Take a look at Cost Management and Billing (and Cloudyn). Azure has made great strides in providing excellent capabilities available to all users to help manage existing and future spend. Thanks to the acquisition of Cloudyn, Microsoft have introduced these technologies into the Azure portal with reports to help you monitor spending to analyze and track cloud usage, costs, and trends. This capability is free for Azure usage, but can also manage 3rd party cloud systems (e.g. AWS) as a chargeable extra. But we’re trying to save money here, right – not spend more!

Summary

There are many more techniques and methods that you can use to optimise your spend. You could look at using even more modern technologies such as those in the serverless space. Serverless technologies are the nirvana as generally you only pay when the service is being used, as opposed to PaaS which typically heralds a core cost for the type of plan you acquire. Equally, ensuring you are managing your platform in a robust fashion, through modern infrastructure-as-code techniques will help to prevent abuse seen through over-provisioning.

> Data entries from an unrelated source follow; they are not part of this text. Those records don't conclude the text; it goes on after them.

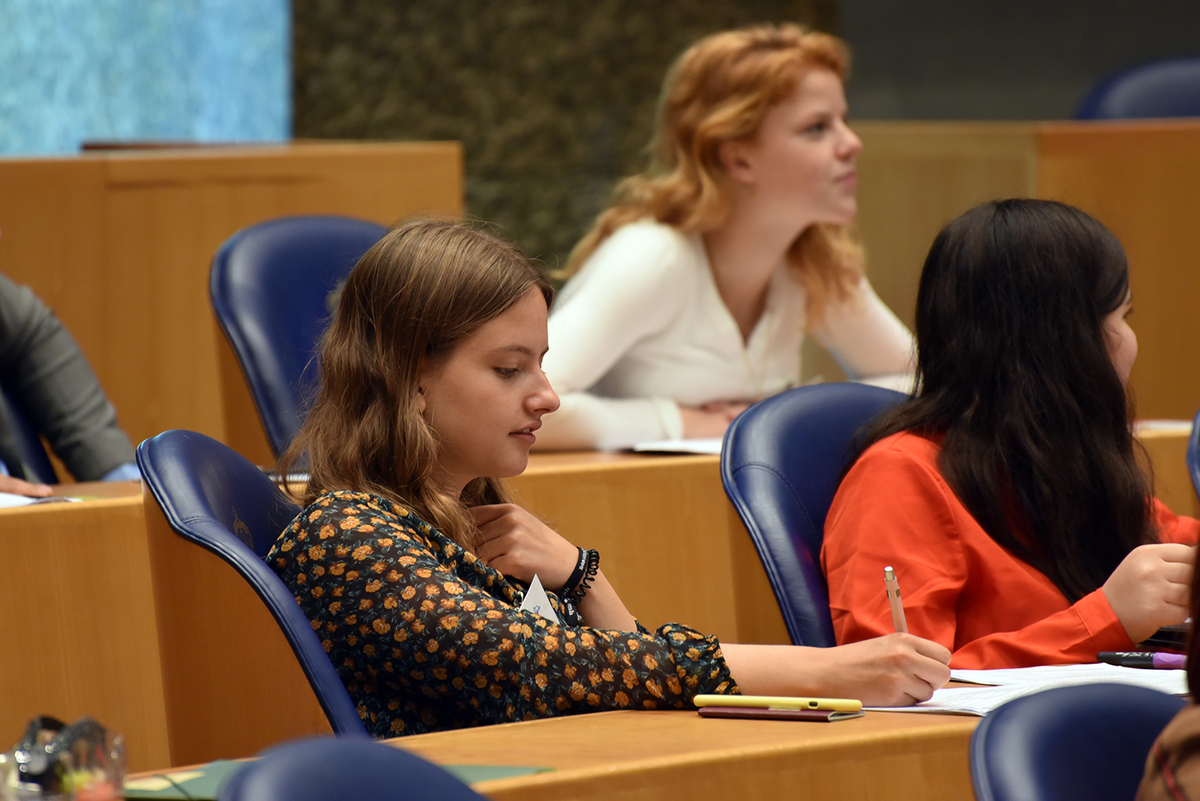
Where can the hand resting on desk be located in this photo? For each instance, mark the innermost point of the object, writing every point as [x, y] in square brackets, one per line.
[1151, 588]
[893, 670]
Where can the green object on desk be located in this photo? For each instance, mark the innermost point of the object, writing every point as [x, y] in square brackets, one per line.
[203, 782]
[473, 774]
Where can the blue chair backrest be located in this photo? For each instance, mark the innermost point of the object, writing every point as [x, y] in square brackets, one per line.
[216, 499]
[780, 464]
[270, 285]
[1084, 741]
[1161, 89]
[35, 462]
[319, 769]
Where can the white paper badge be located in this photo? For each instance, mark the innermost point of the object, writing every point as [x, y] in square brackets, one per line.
[538, 602]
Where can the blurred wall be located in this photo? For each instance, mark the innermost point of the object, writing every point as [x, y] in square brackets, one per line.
[73, 71]
[552, 101]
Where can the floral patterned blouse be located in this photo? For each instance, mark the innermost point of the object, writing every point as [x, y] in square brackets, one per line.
[427, 638]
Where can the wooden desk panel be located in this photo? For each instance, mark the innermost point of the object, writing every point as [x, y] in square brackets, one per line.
[651, 756]
[1140, 180]
[1137, 178]
[79, 630]
[119, 244]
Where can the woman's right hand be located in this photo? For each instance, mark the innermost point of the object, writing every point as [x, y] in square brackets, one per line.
[1151, 588]
[892, 670]
[711, 420]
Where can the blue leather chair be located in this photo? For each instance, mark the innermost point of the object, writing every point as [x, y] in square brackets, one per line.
[216, 499]
[270, 285]
[1084, 741]
[780, 464]
[319, 769]
[1193, 456]
[1161, 89]
[35, 463]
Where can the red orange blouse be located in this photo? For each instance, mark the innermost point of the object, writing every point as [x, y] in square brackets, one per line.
[959, 586]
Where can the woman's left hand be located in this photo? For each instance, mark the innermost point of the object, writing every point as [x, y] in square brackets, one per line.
[519, 544]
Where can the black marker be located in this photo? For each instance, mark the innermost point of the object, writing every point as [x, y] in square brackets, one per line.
[1144, 660]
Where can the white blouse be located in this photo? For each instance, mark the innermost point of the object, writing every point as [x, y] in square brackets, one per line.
[642, 329]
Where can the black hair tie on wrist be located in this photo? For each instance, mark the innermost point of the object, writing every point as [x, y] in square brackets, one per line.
[580, 580]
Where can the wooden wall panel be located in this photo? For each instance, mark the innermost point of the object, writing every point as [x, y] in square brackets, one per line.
[119, 242]
[1143, 181]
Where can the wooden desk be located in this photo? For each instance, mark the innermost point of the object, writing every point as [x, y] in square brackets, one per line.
[1138, 178]
[652, 756]
[161, 640]
[79, 630]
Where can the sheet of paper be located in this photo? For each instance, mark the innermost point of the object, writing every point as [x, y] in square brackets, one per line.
[706, 446]
[7, 500]
[1057, 675]
[538, 602]
[997, 687]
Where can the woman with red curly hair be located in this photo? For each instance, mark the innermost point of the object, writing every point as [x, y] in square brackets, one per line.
[691, 294]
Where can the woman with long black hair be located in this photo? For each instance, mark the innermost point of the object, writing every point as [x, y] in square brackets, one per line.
[1007, 492]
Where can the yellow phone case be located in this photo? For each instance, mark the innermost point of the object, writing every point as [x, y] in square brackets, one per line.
[780, 702]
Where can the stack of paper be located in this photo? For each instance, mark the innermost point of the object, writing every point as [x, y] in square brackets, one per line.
[997, 687]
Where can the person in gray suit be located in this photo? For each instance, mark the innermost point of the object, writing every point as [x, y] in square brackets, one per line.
[43, 371]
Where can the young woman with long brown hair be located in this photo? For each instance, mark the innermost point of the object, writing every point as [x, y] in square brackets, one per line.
[411, 560]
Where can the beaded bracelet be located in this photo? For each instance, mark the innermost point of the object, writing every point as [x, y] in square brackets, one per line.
[581, 578]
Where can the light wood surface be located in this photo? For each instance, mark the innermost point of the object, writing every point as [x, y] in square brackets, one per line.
[119, 244]
[651, 756]
[79, 628]
[1139, 179]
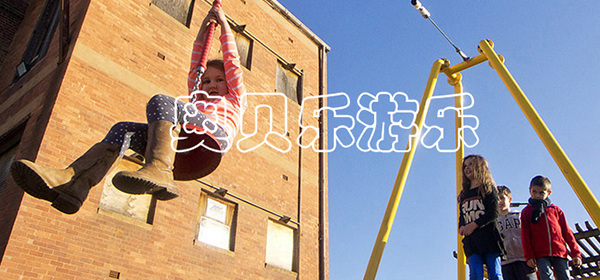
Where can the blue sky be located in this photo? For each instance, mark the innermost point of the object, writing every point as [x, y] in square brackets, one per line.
[551, 49]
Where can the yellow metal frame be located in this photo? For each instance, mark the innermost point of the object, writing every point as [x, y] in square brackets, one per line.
[487, 53]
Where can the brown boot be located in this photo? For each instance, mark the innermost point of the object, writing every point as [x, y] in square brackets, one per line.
[66, 188]
[156, 176]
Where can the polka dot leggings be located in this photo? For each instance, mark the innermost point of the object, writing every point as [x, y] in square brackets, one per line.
[160, 107]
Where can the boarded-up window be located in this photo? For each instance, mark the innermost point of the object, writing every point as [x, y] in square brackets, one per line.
[287, 82]
[40, 39]
[181, 10]
[280, 245]
[244, 44]
[217, 221]
[137, 207]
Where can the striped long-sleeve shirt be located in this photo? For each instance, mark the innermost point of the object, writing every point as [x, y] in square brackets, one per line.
[227, 111]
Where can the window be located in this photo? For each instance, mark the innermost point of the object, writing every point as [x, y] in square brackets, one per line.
[136, 207]
[181, 10]
[217, 221]
[40, 38]
[244, 44]
[6, 159]
[9, 144]
[288, 82]
[281, 249]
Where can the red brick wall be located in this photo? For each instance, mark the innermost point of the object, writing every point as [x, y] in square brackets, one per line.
[112, 71]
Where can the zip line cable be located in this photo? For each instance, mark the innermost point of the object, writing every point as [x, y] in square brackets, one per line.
[425, 13]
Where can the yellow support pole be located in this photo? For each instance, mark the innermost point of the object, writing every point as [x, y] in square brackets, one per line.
[392, 207]
[456, 81]
[584, 194]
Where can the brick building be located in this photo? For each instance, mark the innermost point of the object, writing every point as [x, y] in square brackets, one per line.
[70, 69]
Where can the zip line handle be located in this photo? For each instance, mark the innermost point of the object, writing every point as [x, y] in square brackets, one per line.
[417, 4]
[208, 42]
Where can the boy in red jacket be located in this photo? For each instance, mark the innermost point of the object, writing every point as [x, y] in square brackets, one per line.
[546, 234]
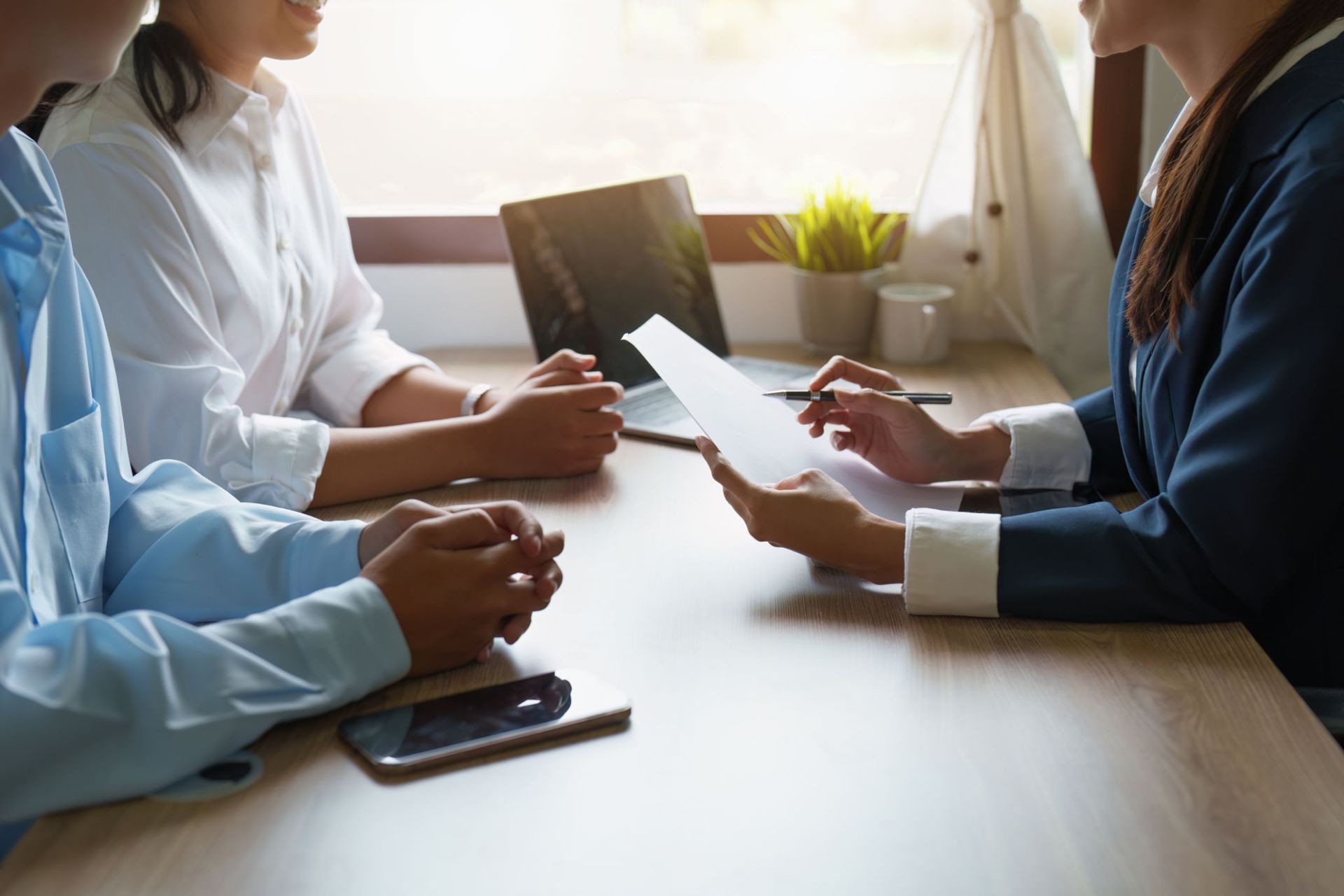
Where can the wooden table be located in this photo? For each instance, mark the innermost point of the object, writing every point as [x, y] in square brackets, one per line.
[793, 732]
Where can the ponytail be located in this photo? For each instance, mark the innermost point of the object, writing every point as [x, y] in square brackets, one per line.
[1163, 276]
[171, 80]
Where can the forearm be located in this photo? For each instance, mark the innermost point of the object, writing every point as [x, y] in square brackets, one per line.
[416, 397]
[981, 456]
[372, 463]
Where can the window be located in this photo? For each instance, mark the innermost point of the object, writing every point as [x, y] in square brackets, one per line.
[454, 106]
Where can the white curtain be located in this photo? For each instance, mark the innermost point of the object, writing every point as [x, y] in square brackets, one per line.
[1008, 213]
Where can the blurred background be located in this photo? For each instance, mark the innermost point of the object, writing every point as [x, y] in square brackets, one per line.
[454, 106]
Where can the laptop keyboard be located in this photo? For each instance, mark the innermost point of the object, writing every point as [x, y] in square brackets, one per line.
[656, 407]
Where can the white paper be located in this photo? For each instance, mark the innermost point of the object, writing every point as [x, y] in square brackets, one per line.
[761, 435]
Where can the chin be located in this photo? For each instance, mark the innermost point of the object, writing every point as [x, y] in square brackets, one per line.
[296, 48]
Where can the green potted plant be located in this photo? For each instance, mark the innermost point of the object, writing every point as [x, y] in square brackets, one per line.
[836, 246]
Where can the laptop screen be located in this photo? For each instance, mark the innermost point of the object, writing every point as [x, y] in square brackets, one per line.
[594, 265]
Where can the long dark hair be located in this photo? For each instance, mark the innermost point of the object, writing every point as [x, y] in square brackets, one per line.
[169, 77]
[1163, 276]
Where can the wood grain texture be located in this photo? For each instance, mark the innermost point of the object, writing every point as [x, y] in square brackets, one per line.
[793, 732]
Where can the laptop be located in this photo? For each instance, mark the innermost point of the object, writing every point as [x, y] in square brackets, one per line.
[597, 264]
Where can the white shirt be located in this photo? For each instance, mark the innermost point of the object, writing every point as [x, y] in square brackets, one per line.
[952, 559]
[226, 274]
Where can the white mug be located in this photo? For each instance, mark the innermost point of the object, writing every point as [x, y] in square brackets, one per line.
[914, 323]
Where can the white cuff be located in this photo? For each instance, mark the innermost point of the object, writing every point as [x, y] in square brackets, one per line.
[286, 458]
[952, 564]
[346, 381]
[1049, 450]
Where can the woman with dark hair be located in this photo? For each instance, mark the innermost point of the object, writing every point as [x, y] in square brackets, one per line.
[246, 339]
[1226, 328]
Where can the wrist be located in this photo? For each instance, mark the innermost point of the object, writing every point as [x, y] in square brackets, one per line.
[479, 399]
[885, 550]
[463, 444]
[983, 451]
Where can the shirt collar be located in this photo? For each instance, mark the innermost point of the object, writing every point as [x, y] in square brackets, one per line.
[226, 101]
[20, 195]
[1148, 191]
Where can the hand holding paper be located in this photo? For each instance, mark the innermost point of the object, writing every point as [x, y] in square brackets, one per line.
[760, 435]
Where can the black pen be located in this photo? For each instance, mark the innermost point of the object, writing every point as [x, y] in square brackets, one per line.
[918, 398]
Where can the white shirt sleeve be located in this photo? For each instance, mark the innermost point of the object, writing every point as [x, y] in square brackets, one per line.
[354, 358]
[181, 386]
[1049, 450]
[952, 559]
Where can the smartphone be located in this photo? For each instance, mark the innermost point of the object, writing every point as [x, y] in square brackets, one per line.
[477, 723]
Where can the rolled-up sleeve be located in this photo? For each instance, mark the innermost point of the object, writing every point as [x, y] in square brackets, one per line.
[181, 383]
[952, 564]
[1050, 448]
[952, 559]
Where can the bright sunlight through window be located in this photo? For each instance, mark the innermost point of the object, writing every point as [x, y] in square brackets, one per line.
[454, 106]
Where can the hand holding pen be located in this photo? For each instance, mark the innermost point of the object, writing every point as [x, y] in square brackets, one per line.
[895, 435]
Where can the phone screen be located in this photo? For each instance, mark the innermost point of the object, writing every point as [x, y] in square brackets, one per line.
[500, 713]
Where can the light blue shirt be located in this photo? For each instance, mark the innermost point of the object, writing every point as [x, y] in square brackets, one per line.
[150, 624]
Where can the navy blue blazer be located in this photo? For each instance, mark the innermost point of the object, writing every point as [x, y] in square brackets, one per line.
[1237, 434]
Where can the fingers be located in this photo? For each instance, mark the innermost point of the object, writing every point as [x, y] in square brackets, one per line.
[601, 445]
[564, 360]
[508, 559]
[841, 368]
[517, 626]
[726, 475]
[738, 505]
[800, 480]
[515, 519]
[867, 400]
[601, 422]
[558, 378]
[467, 528]
[815, 412]
[834, 416]
[593, 397]
[527, 596]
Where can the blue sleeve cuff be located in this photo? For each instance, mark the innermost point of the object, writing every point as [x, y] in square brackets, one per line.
[350, 638]
[324, 555]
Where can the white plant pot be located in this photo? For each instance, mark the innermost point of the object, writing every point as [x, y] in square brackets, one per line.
[836, 309]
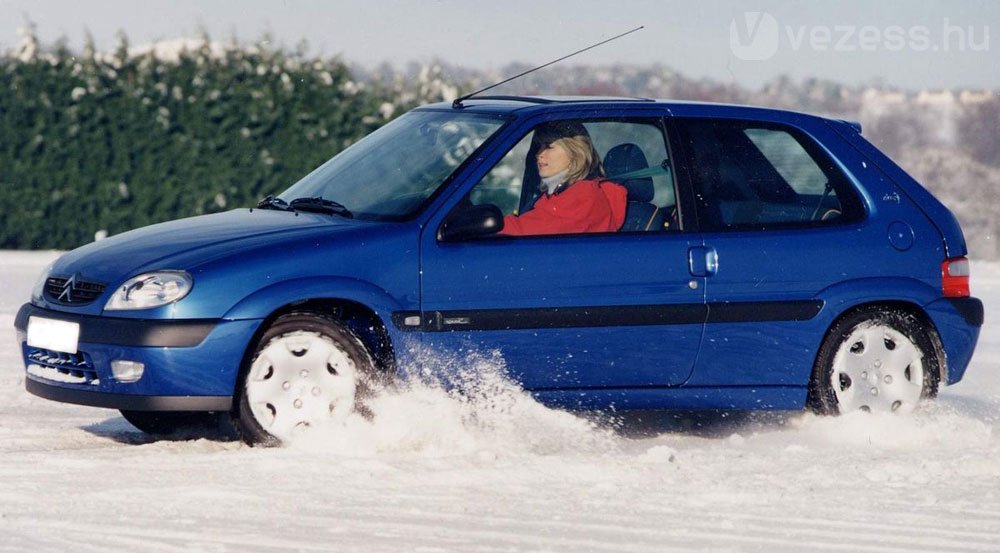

I hope this has provided some useful recommendations/guidance to help you gain more control over your cloud costs, specific to Azure (principles apply across other clouds too) and provided some tips on how to reduce spend where applicable! Hopefully this will help to reduce some of the frustration as done right, cloud can deliver on the cost savings you anticipated whilst also giving you access to all the other benefits.